Reeyot Alemu was born on June 21, 1980, the eldest of Alemu Gobebo Anjejo’s three children. “She worked as columnist for Feteh newspaper and was editor of Change magazine,” Mr. Alemu said, “She wrote on gender equality, and wrote against the government and corruption.”
A retired lawyer and opposition politician, Mr. Alemu carries a folder familiar to those with imprisoned loved ones: charge-sheets, a short biography, and a well-thumbed copy of the Constitution with the section on freedom of expression marked by three asterisks.
Ms. Reeyot was targeted, he feels, when she said the government was forcing civil servants to contribute towards the construction of the Grand Ethiopian Renaissance Dam, a hydropower project that has become a potent symbol of Ethiopia’s resurgent nationalism. The government says the contributions are voluntary.
“There is a line you don’t cross,” said Sileshi Berhe, Reeyot’s fiancée, “You can criticise officials and ministers but you cannot criticise government policies.”
In 2011, Ms. Reeyot was arrested and charged with conspiring, with journalist Woubshet Taye and exiled opposition activist Elias Kifle, to attack critical telecommunication and electrical infrastructure like telephone and electricity cables. Mr. Sileshi said he was held without charge for 3 months in a bid to make him testify against his fiancée.
The prosecution stated that the Eritrean government and variety of proscribed groups like GINBOT 7, headed by exiled former opposition leader Berhanu Nega, had funded Mr. Kifle in his quest to foment instability in Ethiopia.
A bank transfer from Mr. Elias to Ms. Reeyot as payment for articles she wrote for Mr. Kifle’s website, Ethiopian Review, was presented as evidence along with a photograph of anti-government graffiti that she mailed him.
“Reeyot is one of many journalists I know,” Mr. Kifle, who was sentenced in absentia, said in an email, “The reason they threw her in jail is because she was investigating the corruption and lack of transparency surrounding the Nile dam project.”
Media watchers say the regime’s attitude to the press hardened after the contested 2005 elections in which scores of anti-government protestors were killed and thousands arrested after the opposition alleged the vote was rigged.

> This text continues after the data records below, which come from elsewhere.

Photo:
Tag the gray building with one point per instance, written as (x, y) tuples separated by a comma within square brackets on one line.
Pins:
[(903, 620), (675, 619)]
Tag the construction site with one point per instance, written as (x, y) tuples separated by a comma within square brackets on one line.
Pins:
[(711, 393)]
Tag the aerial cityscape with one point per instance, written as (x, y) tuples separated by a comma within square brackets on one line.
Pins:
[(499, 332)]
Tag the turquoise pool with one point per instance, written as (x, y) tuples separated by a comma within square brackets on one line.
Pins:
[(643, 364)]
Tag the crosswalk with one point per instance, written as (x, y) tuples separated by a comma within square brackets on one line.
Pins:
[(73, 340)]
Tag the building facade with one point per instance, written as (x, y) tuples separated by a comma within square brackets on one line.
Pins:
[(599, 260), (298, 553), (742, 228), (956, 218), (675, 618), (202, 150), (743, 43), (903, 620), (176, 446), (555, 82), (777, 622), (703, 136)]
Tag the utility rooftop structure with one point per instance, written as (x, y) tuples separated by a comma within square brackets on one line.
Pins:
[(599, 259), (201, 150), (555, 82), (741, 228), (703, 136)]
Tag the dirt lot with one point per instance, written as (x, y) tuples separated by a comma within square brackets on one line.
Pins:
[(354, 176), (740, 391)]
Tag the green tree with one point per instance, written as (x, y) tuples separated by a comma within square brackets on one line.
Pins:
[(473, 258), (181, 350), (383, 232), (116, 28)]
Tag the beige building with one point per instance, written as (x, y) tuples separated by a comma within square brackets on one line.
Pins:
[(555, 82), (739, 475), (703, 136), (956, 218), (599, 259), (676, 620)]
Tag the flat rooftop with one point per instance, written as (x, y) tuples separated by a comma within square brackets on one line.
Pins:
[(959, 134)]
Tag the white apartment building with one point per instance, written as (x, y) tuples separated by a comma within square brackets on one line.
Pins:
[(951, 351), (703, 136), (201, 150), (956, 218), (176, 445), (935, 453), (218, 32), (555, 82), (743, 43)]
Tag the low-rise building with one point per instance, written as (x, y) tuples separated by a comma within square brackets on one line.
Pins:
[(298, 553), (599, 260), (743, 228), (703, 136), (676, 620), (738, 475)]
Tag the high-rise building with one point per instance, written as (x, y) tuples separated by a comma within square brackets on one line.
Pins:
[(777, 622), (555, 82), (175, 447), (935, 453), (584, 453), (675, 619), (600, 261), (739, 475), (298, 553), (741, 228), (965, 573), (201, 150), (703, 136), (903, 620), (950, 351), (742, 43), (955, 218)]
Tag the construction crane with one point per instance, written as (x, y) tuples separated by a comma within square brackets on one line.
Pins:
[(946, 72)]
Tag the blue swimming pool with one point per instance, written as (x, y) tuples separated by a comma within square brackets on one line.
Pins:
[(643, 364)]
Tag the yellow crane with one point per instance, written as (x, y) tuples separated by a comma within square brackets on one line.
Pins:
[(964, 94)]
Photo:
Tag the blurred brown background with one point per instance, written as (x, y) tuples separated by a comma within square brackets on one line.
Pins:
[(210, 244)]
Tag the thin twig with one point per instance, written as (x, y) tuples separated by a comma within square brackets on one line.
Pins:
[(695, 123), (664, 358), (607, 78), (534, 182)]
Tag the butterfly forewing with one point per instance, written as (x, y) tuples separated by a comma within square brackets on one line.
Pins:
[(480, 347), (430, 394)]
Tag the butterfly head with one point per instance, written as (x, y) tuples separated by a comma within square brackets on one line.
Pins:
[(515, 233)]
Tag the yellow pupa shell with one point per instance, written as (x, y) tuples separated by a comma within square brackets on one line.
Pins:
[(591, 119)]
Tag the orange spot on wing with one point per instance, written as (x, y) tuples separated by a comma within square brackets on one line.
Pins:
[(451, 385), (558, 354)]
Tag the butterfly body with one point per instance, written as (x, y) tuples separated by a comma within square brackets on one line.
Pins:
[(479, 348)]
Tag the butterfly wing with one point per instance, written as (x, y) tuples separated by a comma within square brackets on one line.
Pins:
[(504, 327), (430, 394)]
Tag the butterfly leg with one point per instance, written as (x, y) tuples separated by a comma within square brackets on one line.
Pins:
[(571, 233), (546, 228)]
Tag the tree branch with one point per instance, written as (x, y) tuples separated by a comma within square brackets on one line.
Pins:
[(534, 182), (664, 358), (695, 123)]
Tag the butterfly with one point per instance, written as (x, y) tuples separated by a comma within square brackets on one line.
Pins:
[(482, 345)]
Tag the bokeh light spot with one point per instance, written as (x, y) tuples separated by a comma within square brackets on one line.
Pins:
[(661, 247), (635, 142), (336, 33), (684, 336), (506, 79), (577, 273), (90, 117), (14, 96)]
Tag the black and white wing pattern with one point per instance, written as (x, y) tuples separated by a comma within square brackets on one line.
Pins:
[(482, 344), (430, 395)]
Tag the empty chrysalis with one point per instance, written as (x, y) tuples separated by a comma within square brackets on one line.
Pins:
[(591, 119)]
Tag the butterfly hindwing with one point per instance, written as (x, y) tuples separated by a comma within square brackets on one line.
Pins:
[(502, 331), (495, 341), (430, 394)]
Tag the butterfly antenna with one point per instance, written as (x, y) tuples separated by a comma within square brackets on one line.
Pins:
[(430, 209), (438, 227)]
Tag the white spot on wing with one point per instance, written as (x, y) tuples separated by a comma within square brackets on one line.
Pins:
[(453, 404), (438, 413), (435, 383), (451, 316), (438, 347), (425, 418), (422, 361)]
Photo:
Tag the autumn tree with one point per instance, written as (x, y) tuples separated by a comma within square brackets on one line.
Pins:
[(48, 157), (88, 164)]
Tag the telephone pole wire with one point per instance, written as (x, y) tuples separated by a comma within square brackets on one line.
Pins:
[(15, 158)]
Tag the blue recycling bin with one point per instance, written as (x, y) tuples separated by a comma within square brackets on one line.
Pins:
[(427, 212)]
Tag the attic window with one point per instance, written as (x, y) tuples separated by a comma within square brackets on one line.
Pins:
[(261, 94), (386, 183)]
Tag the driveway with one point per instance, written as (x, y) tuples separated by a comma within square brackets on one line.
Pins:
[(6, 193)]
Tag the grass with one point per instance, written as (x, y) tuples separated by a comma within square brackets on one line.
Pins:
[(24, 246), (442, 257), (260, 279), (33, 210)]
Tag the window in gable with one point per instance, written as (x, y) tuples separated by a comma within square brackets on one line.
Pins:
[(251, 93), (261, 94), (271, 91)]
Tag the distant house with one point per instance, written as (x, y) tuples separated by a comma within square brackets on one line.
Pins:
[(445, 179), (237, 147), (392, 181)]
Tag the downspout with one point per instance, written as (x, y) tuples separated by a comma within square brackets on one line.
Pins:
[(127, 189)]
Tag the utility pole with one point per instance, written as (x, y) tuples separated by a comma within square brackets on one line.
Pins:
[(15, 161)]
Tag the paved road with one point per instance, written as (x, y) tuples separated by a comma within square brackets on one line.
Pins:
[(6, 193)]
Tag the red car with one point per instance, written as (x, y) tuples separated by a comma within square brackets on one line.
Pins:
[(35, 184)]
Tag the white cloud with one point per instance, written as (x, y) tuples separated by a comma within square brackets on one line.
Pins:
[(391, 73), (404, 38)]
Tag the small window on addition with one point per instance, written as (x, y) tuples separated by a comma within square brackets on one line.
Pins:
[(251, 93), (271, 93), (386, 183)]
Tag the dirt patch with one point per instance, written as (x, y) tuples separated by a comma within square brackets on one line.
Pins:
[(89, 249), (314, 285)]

The press contributed to rising inter-ethnic tensions.
“I don’t agree with some of the ways in which the government deals with the press,” said Daniel Berhane, a pro-regime commentator, “But that is a result of legitimate fears and bad experiences.”

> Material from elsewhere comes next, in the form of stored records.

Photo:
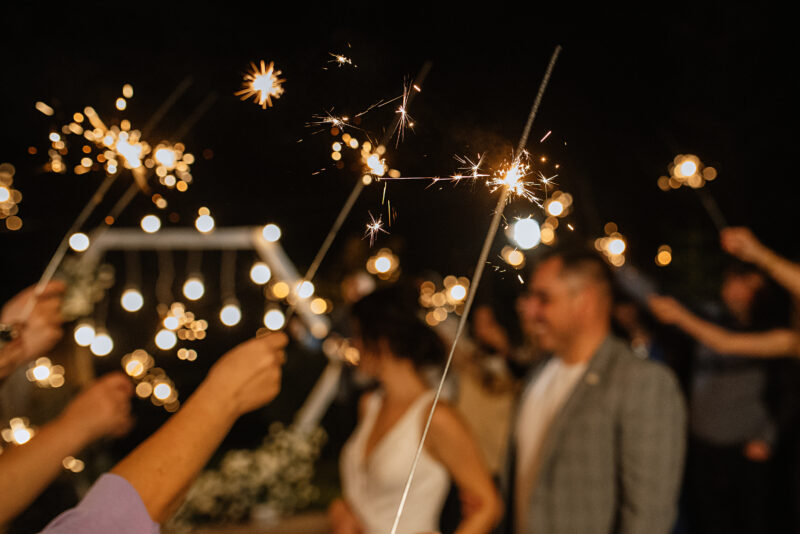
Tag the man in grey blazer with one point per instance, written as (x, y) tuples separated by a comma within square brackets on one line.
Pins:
[(598, 440)]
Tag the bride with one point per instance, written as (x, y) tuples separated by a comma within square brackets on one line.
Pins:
[(377, 457)]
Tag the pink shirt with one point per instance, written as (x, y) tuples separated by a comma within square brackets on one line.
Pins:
[(112, 505)]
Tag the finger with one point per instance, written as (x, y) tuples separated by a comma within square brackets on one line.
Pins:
[(55, 288)]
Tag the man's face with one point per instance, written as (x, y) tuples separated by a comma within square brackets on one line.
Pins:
[(550, 307)]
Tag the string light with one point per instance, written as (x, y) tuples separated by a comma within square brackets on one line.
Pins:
[(274, 319), (194, 289), (84, 334), (260, 273), (271, 233), (102, 344), (79, 242), (230, 314), (132, 300)]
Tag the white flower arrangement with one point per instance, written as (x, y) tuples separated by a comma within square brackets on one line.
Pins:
[(275, 477)]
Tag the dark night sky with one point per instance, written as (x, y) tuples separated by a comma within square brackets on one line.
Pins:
[(630, 91)]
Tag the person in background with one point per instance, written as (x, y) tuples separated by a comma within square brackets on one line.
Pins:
[(146, 486), (394, 344), (102, 409), (599, 436)]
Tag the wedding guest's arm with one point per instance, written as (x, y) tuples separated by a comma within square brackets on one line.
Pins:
[(103, 409), (451, 442), (36, 334), (146, 486), (741, 242), (769, 344)]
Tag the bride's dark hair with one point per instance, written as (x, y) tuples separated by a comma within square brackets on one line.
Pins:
[(391, 313)]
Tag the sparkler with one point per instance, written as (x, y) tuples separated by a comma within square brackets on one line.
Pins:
[(340, 59), (373, 228), (476, 280), (351, 199), (262, 84)]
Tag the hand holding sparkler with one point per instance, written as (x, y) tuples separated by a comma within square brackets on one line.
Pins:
[(35, 334)]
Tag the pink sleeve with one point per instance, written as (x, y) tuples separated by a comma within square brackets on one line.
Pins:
[(112, 505)]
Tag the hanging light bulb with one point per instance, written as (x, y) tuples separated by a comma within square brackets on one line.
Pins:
[(274, 319), (260, 273), (132, 300), (194, 289), (84, 334), (271, 233), (166, 339), (102, 344), (230, 314)]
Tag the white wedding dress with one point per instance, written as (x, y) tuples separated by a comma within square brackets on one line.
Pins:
[(374, 486)]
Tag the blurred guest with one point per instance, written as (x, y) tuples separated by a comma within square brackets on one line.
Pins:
[(599, 435), (103, 409), (741, 242), (24, 339), (739, 406), (145, 488), (394, 344)]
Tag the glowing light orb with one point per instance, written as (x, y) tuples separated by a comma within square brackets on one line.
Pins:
[(204, 223), (555, 208), (230, 315), (260, 273), (162, 391), (166, 339), (150, 224), (616, 246), (41, 372), (515, 258), (458, 292), (305, 289), (84, 334), (271, 233), (132, 300), (527, 233), (274, 319), (194, 289), (79, 242), (102, 344), (687, 168)]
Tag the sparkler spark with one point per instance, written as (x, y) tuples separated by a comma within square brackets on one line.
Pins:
[(262, 84), (340, 59), (374, 227), (512, 177)]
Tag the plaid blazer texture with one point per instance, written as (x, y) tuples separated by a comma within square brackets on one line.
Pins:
[(612, 461)]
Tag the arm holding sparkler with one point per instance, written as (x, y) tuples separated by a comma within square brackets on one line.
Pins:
[(146, 486), (103, 409), (769, 344), (740, 242), (25, 339)]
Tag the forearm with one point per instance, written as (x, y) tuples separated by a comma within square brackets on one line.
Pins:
[(783, 271), (771, 344), (163, 466), (26, 470), (482, 520)]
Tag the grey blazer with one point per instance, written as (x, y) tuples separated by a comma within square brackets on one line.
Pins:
[(613, 459)]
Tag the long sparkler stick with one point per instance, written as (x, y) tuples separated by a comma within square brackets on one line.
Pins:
[(712, 208), (58, 256), (356, 192), (473, 287)]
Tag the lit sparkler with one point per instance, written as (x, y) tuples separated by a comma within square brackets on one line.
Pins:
[(262, 84), (374, 227), (340, 59)]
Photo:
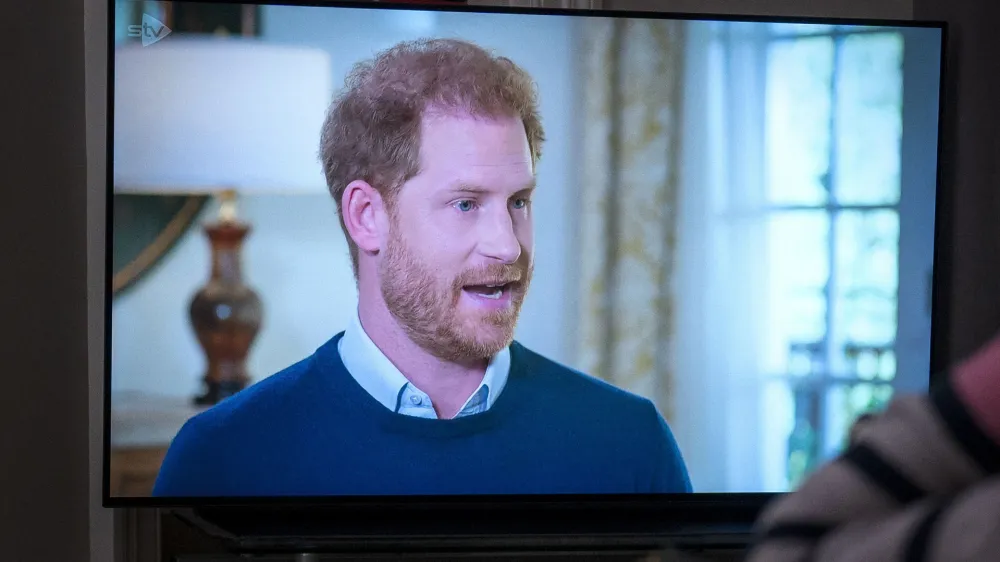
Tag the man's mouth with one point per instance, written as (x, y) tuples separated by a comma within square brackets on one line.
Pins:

Recently, Mr. Daniel’s blog ran a four-part series on Eskinder Nega, a jailed dissident, highlighting instances of such racial fear mongering by a columnist in a paper partly owned by Mr. Eskinder.

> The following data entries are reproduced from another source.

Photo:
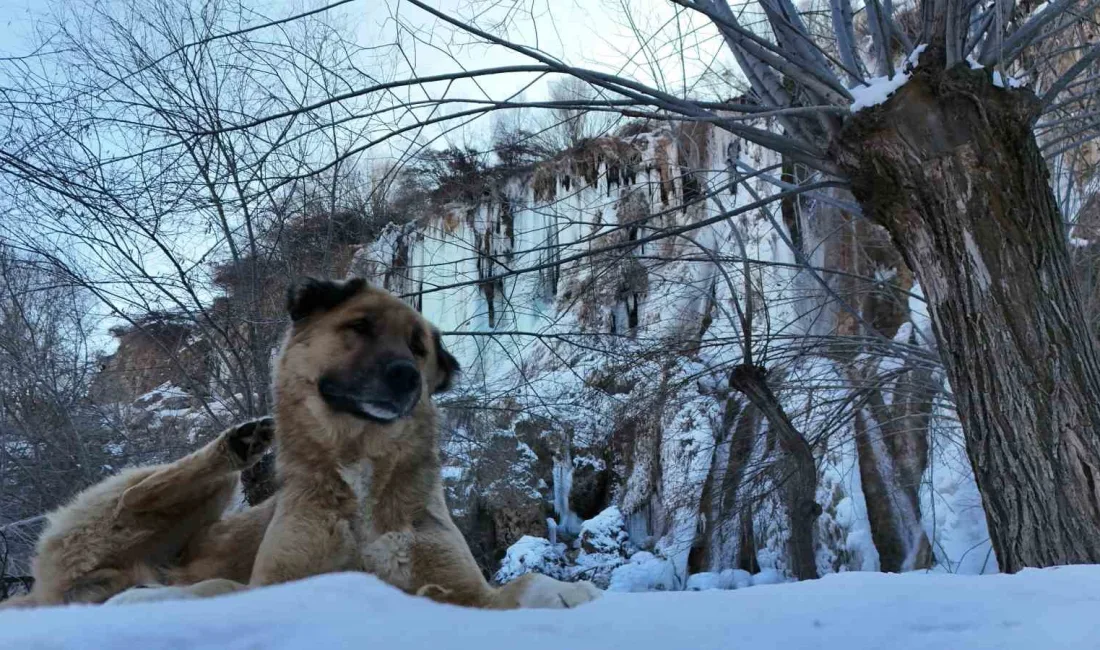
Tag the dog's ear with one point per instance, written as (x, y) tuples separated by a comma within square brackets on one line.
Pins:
[(309, 295), (448, 365)]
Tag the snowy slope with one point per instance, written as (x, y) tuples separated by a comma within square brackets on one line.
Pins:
[(1035, 609)]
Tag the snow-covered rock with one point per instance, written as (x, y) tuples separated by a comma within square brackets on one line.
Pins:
[(531, 554)]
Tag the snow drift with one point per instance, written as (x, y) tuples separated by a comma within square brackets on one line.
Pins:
[(1047, 608)]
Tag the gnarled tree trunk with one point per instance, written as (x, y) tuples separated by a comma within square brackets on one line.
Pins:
[(800, 483), (949, 166)]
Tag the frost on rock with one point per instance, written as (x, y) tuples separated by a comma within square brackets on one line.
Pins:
[(645, 572), (604, 547), (531, 554), (878, 89), (605, 532)]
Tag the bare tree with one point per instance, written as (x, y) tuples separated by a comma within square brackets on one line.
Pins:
[(950, 166)]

Mohamed Keita, advocacy coordinator for CPJ, pointed out that Mr. Eskinder had not authored the pieces, and ascribed Mr. Daniel’s actions to a smear campaign against “a journalist who has become the global face of repressed Ethiopians.”
In a letter published in the New York Times this year, Mr. Eskinder denied that he had conspired to overthrow the government. “All I did was report on the Arab Spring and suggest that something similar might happen in Ethiopia if the authoritarian regime didn’t reform,” he wrote, “The state’s main evidence against me was a YouTube video of me, saying this at a public meeting.”
Mr. Eskinder asked the US to impose economic sanctions on Ethiopia and travel bans on officials accused of human rights violations.
While prominent dissidents have been pardoned in the past, Ethiopia’s Prime Minister Hailemariam Desalegn bristled at suggestions international pressure could influence his government. “They say there are some who can help them from the international community,” he said, at a recent press conference, “This is a foolish kind of thinking. I tell you no one can rescue them when they trespass the law.”
“What is to be done?” asked Ms. Reeyot in one of her last articles, “stay firm in our convictions, a bright day will not be too far.”